Die Kultur dieses Landes Deutschland aber war vorher immer eine Mischung gewesen. Es gibt keine deutsche, im Sinne von „arische“ Kultur. Und ebensowenig gibt es die reine Männerkultur. Sie sind beide eine mehr oder weniger aggressive, brutale Fiktion des „weißen Mannes“.

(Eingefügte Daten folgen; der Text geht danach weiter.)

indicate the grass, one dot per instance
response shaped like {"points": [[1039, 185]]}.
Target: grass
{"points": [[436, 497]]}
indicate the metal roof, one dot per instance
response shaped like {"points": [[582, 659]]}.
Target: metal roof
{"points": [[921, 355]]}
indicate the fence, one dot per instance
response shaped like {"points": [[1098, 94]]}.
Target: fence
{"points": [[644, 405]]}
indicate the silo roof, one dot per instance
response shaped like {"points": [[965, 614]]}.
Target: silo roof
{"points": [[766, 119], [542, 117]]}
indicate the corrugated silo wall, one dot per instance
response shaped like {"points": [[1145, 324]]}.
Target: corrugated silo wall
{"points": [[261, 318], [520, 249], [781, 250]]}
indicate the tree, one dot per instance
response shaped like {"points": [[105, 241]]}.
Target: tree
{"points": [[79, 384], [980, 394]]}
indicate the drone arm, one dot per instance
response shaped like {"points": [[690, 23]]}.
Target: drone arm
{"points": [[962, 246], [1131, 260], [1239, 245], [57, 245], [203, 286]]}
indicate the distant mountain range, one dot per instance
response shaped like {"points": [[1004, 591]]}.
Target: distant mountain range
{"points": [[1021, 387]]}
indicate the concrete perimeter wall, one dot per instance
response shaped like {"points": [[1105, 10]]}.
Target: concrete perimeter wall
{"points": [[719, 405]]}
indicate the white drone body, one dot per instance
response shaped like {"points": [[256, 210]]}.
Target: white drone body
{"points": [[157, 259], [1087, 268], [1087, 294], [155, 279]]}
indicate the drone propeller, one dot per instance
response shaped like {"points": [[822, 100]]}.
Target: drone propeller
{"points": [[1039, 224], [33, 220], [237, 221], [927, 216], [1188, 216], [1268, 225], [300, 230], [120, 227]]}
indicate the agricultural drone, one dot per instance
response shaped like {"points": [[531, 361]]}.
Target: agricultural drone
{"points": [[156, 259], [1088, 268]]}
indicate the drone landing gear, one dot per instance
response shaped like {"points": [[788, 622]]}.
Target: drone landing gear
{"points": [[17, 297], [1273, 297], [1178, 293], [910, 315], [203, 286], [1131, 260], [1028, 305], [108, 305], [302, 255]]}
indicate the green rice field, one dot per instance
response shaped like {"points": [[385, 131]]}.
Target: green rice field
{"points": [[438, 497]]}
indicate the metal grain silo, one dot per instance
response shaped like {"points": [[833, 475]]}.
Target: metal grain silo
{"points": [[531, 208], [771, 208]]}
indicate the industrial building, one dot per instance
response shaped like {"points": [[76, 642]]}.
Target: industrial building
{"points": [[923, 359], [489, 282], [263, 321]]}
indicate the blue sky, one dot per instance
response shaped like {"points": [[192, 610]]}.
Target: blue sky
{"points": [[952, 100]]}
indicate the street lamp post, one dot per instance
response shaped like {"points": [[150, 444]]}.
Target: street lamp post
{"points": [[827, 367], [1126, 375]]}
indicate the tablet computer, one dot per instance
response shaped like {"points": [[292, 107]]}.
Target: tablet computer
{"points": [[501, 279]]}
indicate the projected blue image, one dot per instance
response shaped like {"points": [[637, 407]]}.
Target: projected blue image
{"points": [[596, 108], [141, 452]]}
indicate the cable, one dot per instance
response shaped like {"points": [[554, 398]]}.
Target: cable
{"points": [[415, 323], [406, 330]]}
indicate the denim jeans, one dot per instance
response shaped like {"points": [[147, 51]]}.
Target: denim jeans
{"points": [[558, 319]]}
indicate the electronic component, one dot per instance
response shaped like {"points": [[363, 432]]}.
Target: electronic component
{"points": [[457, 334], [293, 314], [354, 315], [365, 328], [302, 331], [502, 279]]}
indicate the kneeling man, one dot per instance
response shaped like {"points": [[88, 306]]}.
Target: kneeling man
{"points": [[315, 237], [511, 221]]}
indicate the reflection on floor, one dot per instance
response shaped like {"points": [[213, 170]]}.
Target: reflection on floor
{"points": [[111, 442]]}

Koalieren wir also gegen die Homogenität! Ja, selbstverständlich ist das ein Traum. Eine Utopie. Der schiere Maximalismus. Aber ich denke, viel mehr als wir bisher erlebt haben ist möglich - in einer Stadt, die seit vierzig Jahren in „ungeordneten Verhältnissen“ zu leben versteht, in einer Stadt, die mit manchen ihrer Minderheiten einen Umgang pflegt, der relativ arm an Diskriminierungsenergie ist - ich denke zum Beispiel an die hiesige Aids-Politik im Zusammenhang mit Huren, Schwulen und Junkies. Wir haben hier eine relativ breite, etablierte Frauenszene, wir haben Ansätze eines multikulturellen Alltags - bauen wir sie aus. Es ist die einzige wirkliche politische Antwort auf die Frustrationen, auf die materielle und sinnliche Verelendung, die sich am 29.Januar 1989 so überdeutlich artikuliert haben. Es ist die einzige Möglichkeit, den „republikanischen“ Etikettenschwindlern das Wasser abzugraben, in dem sie trübsinnig fischen, und die wirklichen republikanischen Essentials endlich einzulösen. Freiheit, Gleichheit und - ja, wie wär's mit Geschwisterlichkeit!